Harran'daki konteyner ve Akçakale'deki çadır kentte kalan Suriyeli sığınmacılar, evlerinin bir bölümünü dükkana dönüştürüyor. Kimisi dışarıdan aldığı gıda ürünlerinin satışını yaparak bir bakkal haline getirirken, kimisi oyuncak ve giysi satarak geçimini sağlıyor.

Suriye'de berberlik yapan bazı sığınmacılar da konteynerler arasında oluşturdukları alanlarda açık havada berber hizmeti sunuyor. Özellikle havanın kararmasıyla birlikte çadır ve konteynerlerden çıkansığınmacılar ve sokaklara kurulan tezgahlar kampa adeta bir şehir merkezi canlılığını kazandırıyor. Konteynerlerin içinde veya önünde oluşturulan bu satış alanlarının yanı sıra Harran'daki kampta kendileri tarafından baraka yapılardan oluşan küçük bir çarşı da bulunuyor.

- Hayvanlarıyla geldiler

Suriyeli sığınmacılar savaşın izlerini unutabilmek için çadır kentte günlük yaşamlarını normal hayatlarındaki gibi sürdürmeye gayret ediyor. Birçok sığınmacı Suriye'de besledikleri kuş ve kedileri de beraberinde getiriyor. İdlip'ten ailesiyle birlikte 2 yıl önce Türkiye'ye sığınan Abdulkerim Hüseyin, konteynerin yanında oluşturduğu alanda güvercinlerini besliyor. Hüseyin, kuşların kendisini huzurlu hissetmesini sağladığını vurgulayarak, "Bir gün güvercinlerim yeniden Suriye semalarında uçacak. Onlara çok iyi bakıyorum, bu beni rahatlatıyor ve mutlu ediyor" diye konuştu.

Ailesiyle Şanlıurfa'ya gelen 8 yaşındaki Mahmut Elhatif de küçüklüğünden beri beslediği kedisiyle çadır kentte yaşamını sürdürüyor. Elhatif, en büyük eğlencesi ve mutluluk kaynağının kedisi olduğunu vurguluyor.

- Oyuncukları da silahlar

İç savaştan kaçarak Türkiye'ye sığınan Suriyelilerin çocukları, hala savaşın izlerini üzerilerinde taşıyor. Konteyner kentte kurulan oyuncak tezgahlarının en çok aranan ürününü oyuncak silahlar oluşturuyor. Hemen hemen tüm erkek çocuklarının ellerinden düşürmedikleri bu oyuncaklar, savaşın açtığı derin izlerin de adeta bir göstergesi. Ayrıca barakadan oluşan küçük çarşıda kurulan internet kafede de oyunlar çatışmalar üzerine kurulmuş simülasyonlardan oluşuyor.

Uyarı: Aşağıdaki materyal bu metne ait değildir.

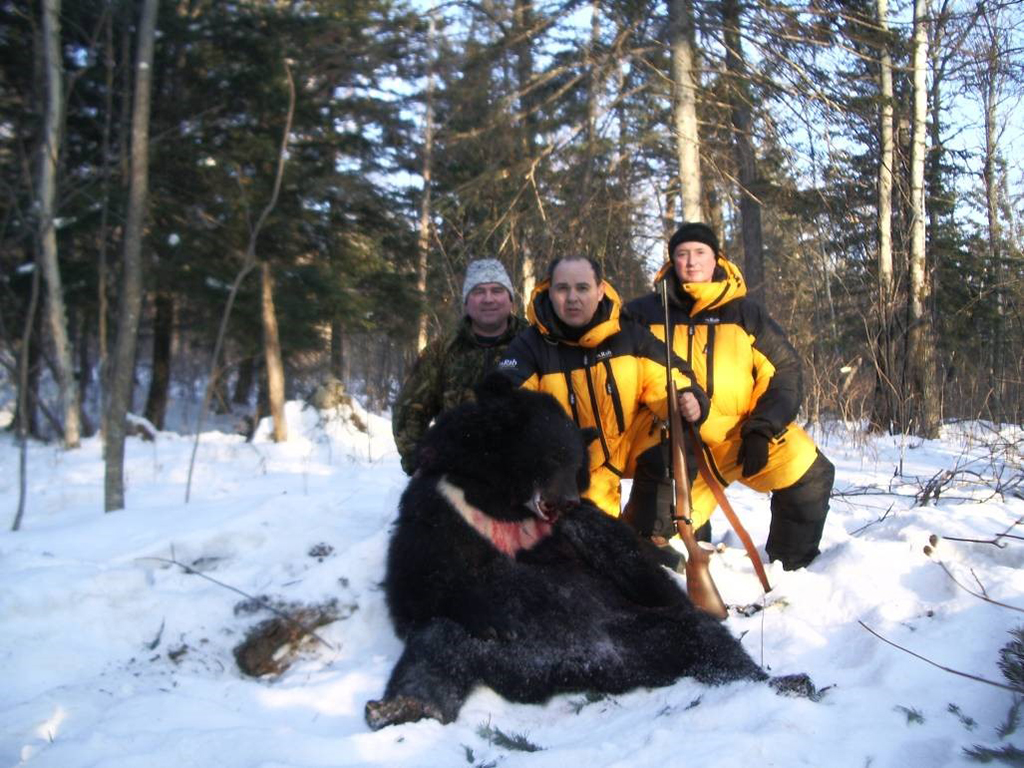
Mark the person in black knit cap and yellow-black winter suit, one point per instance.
(753, 376)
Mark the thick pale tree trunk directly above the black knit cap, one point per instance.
(685, 107)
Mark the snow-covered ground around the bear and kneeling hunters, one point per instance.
(114, 657)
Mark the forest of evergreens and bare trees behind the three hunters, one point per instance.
(240, 202)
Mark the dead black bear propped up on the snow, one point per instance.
(498, 575)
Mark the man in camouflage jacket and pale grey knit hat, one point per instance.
(449, 369)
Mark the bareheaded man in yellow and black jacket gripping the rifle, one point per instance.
(608, 372)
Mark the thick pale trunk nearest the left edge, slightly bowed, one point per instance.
(57, 315)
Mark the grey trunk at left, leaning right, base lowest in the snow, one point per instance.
(123, 363)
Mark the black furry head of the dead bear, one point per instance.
(515, 453)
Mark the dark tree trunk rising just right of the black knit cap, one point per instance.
(743, 148)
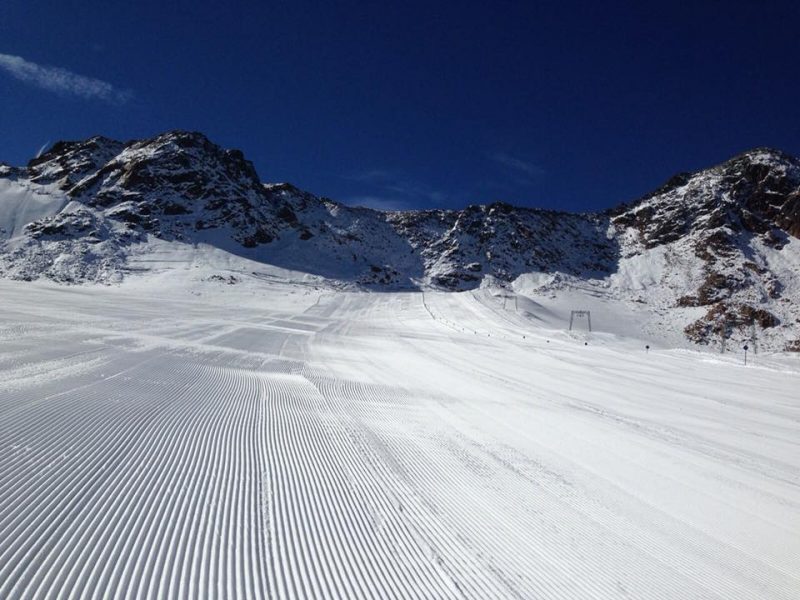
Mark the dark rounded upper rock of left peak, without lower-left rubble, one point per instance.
(168, 185)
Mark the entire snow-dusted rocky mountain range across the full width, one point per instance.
(717, 251)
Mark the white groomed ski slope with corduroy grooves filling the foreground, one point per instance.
(277, 440)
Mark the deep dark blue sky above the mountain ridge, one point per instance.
(575, 106)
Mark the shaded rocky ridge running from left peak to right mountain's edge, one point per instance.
(179, 186)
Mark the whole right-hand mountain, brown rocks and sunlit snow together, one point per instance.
(724, 245)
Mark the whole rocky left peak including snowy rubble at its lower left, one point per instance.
(176, 186)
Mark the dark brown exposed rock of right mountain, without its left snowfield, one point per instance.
(729, 217)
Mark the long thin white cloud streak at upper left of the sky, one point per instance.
(61, 81)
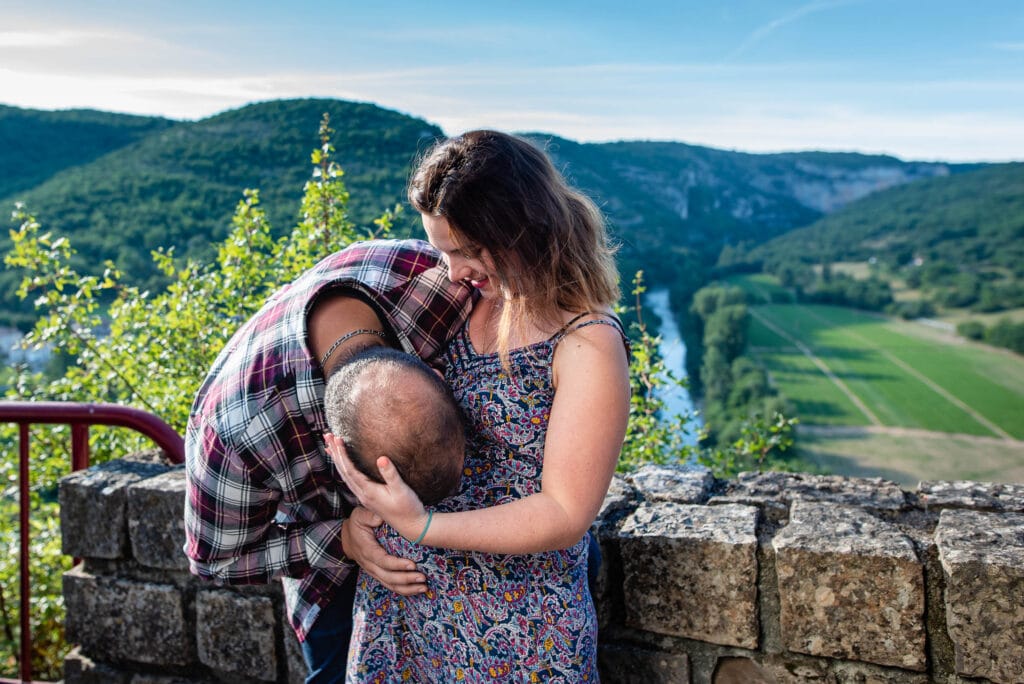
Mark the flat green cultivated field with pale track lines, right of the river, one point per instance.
(890, 398)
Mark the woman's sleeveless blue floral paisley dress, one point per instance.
(486, 618)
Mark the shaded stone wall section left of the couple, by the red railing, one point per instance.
(134, 610)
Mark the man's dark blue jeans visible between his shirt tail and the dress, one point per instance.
(326, 648)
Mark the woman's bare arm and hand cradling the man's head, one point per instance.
(585, 437)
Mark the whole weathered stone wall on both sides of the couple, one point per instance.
(770, 578)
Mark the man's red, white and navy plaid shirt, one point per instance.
(264, 500)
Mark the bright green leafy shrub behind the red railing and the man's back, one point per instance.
(143, 350)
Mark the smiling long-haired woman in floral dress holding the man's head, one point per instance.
(541, 373)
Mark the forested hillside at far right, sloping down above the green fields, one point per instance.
(961, 238)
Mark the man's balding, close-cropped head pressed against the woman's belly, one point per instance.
(387, 403)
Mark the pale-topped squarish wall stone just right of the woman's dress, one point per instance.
(692, 572)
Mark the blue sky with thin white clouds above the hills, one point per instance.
(919, 79)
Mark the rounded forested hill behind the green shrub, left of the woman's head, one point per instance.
(180, 187)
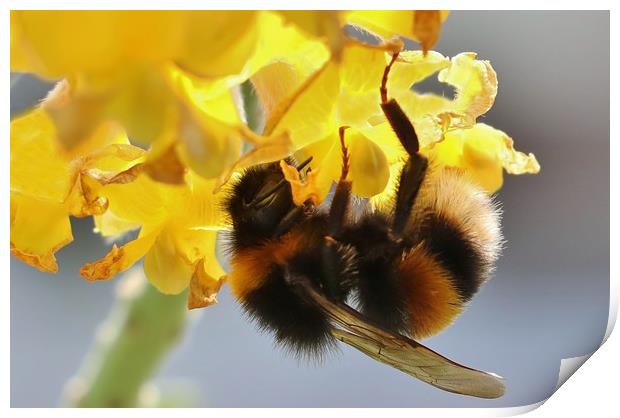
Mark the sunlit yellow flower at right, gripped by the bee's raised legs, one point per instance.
(346, 93)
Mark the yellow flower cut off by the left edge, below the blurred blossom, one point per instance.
(48, 185)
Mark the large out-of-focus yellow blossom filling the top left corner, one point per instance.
(166, 76)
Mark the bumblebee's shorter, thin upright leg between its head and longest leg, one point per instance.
(341, 202)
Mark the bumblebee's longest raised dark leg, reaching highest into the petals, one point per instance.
(415, 168)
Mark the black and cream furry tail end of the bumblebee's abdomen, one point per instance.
(459, 223)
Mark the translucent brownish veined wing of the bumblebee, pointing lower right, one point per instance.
(408, 355)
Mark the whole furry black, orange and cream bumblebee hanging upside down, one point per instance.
(409, 267)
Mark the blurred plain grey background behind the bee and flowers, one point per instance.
(548, 300)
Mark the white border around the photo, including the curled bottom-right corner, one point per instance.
(593, 390)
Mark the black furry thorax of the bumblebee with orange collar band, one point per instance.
(260, 279)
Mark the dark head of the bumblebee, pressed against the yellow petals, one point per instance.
(260, 200)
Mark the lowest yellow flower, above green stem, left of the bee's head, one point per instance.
(178, 232)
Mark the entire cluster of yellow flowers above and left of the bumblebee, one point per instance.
(145, 126)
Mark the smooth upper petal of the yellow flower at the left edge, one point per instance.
(37, 166)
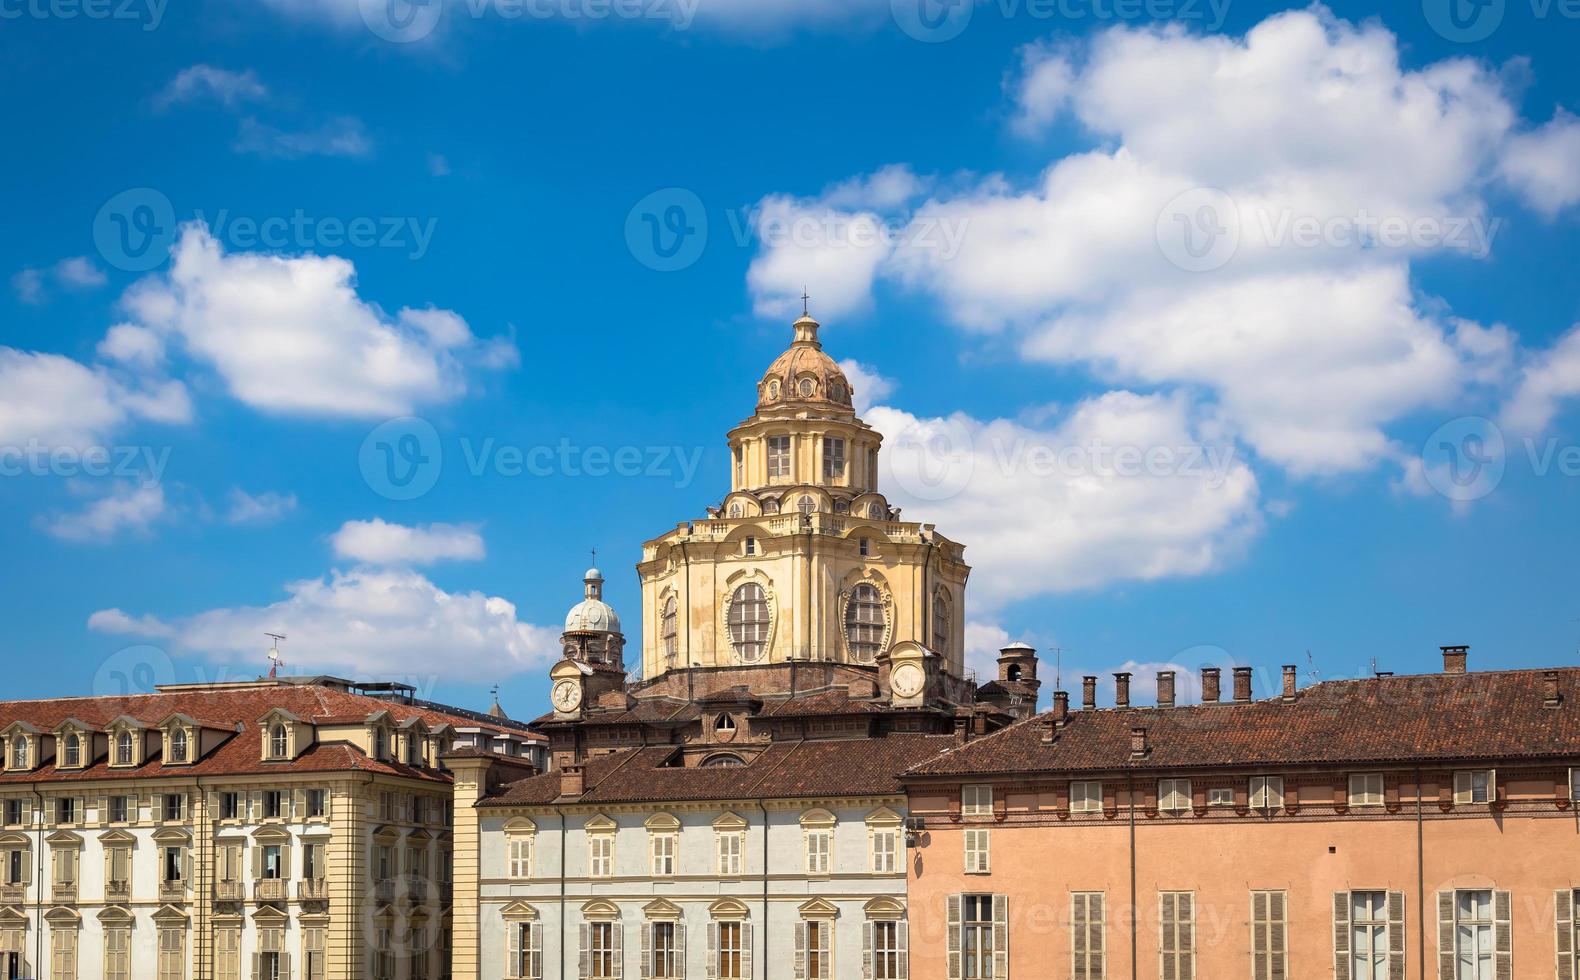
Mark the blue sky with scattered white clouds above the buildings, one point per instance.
(1331, 251)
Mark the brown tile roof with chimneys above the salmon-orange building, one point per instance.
(1432, 717)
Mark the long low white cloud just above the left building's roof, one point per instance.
(363, 624)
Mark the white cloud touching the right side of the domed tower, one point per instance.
(1126, 488)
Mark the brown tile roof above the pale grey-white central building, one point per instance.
(845, 767)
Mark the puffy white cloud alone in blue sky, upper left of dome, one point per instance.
(290, 334)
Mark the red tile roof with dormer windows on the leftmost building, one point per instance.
(230, 710)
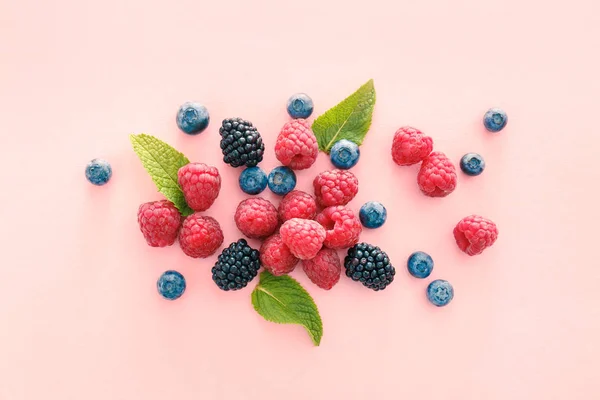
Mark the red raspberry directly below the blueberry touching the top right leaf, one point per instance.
(335, 187)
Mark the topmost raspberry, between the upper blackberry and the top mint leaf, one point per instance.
(296, 146)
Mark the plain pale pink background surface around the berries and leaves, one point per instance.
(79, 314)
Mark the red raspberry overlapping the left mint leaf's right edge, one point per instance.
(200, 184)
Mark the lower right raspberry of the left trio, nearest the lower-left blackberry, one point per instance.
(200, 236)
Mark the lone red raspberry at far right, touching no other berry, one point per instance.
(474, 234)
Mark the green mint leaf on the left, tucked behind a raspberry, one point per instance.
(162, 163)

- "Kesilecek" denilen bacağını Türkiye'de kurtardı

İdlip'te yaşarken çatışmada ayağından vurulan Hasan Eyüp, Türkiye'de hayata yeniden tutunan sığınmacılardan biri.

Rejim güçlerine karşı 17 yaşından beri mücadele eden Eyüp (21), çatışma sırasında bacağının ciddi şekilde yaralandığını, orada Özgür Suriye Ordusu'nca oluşturulan hastanede kendisine ayağının kesileceğini söylediklerini anlattı.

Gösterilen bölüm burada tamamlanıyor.